Sí, también la meditación es un método tradicional, pero hay que saber dejarla a tiempo: no consiste en pensar mucho, sino en ponerse en buena disposición ante Dios. Si al meditar un poco sobre el texto, hay algo que te toca especialmente o te llega profundamente, quédate en eso: tal vez repetirlo varias veces o dar vueltas sobre ese punto. Hay un versículo en la Escritura que he leído cien veces pero de vez en cuando me toca especialmente: “El Señor es mi pastor”. Él es mi pastor, yo su oveja, no me hace falta preocuparme… y esto me hace entrar en una disposición adecuada del corazón: esta es la fuerza de la Palabra, que cuando la acogemos en el corazón nos suscita una actitud de apertura y de amor a veces muy rica. Esta puede ser una muy buena base.

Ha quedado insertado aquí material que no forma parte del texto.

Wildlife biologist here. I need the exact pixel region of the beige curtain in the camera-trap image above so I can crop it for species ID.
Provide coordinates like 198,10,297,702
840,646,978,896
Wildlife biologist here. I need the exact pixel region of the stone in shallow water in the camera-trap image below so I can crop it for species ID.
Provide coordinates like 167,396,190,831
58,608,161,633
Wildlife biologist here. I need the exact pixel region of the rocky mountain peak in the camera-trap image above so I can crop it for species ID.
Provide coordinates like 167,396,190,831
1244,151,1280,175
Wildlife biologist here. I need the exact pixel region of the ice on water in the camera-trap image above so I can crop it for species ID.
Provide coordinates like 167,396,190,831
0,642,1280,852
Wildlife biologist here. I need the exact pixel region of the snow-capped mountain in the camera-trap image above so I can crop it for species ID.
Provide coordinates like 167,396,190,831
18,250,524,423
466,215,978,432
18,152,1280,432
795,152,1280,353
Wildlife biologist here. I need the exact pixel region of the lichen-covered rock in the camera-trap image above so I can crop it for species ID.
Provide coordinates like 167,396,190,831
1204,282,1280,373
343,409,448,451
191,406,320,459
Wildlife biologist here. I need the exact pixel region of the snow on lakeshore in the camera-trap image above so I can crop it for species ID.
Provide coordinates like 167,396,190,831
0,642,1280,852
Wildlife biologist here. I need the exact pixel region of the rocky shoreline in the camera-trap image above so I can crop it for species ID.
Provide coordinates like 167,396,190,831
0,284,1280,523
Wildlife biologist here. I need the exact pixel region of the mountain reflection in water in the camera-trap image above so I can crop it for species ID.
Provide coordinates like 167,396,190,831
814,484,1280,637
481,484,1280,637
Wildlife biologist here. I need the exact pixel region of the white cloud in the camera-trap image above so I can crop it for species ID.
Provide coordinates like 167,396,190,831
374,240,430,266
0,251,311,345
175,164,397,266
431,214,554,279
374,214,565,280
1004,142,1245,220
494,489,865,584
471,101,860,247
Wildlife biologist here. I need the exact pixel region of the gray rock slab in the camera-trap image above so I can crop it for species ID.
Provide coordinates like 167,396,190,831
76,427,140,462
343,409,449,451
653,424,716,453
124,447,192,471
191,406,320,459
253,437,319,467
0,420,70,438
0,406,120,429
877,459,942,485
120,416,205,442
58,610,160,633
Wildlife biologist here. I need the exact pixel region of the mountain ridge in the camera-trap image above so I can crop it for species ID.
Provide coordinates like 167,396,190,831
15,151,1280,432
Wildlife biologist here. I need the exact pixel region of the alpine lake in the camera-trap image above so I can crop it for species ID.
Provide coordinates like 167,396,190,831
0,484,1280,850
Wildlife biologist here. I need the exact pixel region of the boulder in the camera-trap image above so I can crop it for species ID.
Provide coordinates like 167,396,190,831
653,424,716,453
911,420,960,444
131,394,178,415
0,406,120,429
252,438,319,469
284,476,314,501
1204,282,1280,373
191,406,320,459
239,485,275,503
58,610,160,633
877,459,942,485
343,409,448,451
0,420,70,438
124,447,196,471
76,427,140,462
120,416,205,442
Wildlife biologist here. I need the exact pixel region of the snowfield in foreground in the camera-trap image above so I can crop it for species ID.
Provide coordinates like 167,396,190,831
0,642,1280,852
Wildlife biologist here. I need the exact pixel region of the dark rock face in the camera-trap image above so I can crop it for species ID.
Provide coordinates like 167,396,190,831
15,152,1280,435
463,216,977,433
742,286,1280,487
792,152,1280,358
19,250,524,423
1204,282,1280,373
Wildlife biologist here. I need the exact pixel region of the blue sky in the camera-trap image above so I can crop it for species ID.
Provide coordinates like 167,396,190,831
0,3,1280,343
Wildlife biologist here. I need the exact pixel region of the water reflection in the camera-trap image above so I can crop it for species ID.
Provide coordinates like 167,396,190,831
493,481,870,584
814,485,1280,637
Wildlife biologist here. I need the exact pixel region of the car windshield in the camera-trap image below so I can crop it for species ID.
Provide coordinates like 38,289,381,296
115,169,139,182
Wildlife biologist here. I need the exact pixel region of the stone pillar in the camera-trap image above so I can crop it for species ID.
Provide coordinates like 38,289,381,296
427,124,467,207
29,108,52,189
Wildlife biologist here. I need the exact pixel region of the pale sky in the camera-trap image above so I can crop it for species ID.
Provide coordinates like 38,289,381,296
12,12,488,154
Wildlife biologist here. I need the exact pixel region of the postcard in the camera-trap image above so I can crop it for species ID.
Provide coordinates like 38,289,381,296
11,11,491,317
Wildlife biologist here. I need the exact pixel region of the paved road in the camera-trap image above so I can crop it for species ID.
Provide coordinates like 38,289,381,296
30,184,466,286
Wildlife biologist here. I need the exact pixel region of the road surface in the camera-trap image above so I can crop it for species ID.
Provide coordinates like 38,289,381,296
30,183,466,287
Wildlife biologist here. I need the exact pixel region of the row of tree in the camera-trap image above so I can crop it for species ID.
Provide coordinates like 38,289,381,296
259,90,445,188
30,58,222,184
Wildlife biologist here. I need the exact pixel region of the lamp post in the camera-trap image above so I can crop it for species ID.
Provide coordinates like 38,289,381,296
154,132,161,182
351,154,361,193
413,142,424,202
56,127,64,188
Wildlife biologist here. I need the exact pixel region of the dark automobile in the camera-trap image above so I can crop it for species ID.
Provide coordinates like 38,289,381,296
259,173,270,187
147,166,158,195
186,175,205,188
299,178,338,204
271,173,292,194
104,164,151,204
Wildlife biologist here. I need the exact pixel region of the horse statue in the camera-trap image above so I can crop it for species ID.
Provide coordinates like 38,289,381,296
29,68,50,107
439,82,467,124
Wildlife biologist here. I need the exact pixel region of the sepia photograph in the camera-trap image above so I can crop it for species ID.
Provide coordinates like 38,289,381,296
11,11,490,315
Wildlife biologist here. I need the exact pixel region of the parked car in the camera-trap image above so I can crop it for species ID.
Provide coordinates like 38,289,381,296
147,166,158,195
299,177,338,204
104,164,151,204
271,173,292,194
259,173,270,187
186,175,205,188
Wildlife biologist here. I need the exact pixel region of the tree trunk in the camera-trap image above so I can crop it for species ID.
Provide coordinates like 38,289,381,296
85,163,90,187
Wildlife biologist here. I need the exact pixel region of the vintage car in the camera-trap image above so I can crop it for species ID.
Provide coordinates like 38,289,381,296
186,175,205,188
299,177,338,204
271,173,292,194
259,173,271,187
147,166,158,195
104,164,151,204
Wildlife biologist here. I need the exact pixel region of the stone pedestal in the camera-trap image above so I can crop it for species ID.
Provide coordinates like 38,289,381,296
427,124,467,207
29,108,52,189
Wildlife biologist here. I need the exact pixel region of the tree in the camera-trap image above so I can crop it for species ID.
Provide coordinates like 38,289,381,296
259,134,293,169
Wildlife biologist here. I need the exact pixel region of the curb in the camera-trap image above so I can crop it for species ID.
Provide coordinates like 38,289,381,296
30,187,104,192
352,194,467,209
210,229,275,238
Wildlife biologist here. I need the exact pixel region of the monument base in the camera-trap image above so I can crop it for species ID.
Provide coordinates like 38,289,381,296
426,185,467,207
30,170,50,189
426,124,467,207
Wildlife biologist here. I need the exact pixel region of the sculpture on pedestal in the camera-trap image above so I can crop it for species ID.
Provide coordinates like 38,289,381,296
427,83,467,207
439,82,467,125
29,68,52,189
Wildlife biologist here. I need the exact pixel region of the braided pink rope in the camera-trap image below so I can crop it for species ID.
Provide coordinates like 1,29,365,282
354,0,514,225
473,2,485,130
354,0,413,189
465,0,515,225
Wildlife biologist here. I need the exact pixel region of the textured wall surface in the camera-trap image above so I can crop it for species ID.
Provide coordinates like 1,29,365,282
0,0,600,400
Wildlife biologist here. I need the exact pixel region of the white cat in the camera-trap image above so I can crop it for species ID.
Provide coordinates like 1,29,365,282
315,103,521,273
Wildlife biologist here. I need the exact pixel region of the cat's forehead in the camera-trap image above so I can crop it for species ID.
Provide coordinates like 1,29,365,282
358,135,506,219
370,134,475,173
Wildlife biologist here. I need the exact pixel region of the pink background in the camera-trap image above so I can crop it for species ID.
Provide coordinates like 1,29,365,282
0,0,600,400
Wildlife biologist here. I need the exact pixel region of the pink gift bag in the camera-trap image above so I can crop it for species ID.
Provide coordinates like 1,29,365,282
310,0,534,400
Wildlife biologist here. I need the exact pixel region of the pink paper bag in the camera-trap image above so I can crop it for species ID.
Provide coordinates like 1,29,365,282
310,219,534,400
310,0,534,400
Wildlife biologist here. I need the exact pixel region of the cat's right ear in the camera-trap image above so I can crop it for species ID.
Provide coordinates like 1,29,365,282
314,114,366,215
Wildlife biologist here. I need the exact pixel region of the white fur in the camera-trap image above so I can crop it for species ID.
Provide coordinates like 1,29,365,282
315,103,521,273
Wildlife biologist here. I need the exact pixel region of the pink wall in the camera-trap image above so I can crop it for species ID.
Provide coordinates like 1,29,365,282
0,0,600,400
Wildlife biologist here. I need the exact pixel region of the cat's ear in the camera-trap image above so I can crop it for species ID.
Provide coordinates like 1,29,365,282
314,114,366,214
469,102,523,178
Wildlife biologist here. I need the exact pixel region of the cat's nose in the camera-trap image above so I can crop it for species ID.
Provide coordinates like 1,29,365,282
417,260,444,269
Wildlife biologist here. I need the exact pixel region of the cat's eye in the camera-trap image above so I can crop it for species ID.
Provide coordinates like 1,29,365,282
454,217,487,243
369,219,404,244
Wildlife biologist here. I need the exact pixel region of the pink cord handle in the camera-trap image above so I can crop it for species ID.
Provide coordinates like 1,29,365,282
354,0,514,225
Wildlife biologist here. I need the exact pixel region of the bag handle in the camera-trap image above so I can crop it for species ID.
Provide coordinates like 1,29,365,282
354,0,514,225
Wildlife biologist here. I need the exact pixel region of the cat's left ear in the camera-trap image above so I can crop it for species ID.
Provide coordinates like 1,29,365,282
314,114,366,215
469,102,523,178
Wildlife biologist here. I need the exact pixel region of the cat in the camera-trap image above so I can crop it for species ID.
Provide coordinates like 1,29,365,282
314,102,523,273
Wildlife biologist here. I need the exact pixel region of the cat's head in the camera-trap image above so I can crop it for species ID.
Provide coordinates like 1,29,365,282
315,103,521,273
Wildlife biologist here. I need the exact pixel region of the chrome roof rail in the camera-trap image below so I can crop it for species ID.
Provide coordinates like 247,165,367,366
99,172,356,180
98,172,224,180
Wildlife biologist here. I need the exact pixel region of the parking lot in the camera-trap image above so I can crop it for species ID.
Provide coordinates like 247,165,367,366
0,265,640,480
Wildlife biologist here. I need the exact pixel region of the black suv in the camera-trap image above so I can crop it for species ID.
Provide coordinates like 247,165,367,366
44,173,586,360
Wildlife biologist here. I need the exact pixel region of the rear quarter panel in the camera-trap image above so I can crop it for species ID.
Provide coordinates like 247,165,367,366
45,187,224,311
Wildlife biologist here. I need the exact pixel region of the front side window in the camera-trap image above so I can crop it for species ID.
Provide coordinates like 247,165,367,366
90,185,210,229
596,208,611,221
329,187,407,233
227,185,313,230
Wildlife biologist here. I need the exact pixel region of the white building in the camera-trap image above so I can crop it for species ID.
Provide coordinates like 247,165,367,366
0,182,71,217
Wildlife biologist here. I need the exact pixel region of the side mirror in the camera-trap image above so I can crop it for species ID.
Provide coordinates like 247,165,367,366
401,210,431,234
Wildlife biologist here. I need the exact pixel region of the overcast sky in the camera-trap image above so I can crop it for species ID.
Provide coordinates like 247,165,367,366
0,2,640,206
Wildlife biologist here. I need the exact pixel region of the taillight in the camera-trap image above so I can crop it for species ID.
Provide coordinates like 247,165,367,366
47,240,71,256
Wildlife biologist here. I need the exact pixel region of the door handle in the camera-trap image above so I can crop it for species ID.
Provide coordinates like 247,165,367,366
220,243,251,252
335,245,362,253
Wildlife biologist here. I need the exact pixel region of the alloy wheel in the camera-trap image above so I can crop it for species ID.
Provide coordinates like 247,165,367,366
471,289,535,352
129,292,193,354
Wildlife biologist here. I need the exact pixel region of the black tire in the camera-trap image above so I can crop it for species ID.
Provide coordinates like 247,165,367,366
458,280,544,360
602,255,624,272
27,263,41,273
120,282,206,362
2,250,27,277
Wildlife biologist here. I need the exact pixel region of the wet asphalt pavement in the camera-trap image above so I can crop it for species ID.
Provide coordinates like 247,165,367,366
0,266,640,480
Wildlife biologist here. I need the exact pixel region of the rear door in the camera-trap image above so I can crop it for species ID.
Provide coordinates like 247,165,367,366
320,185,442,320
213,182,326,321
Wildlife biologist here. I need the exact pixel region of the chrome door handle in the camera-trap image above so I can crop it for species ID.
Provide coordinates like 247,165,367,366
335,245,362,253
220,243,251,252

Formas más simples de oración como el rosario, que es una oración repetitiva pero que tiene un ritmo, que nos tranquiliza, nos pueden ayudar también. En mi caso, cuando no logro recogerme y centrarme o estoy muy cansado como para leer cualquier cosa, a veces cojo el rosario, me confío a la Virgen y lo voy recitando. Me doy cuenta de que mi corazón se tranquiliza, que a lo mejor estoy distraído con la cabeza, pero no es importante, porque gracias a esta repetición la presencia de María tranquiliza mi espíritu y me pone en presencia del Señor.
De lo que se trata es que cada vez sea menos una oración de pensamiento, de cabeza, y cada vez más una oración de corazón, que se abra a Dios, en una apertura y abandono que hace que la oración sea profunda.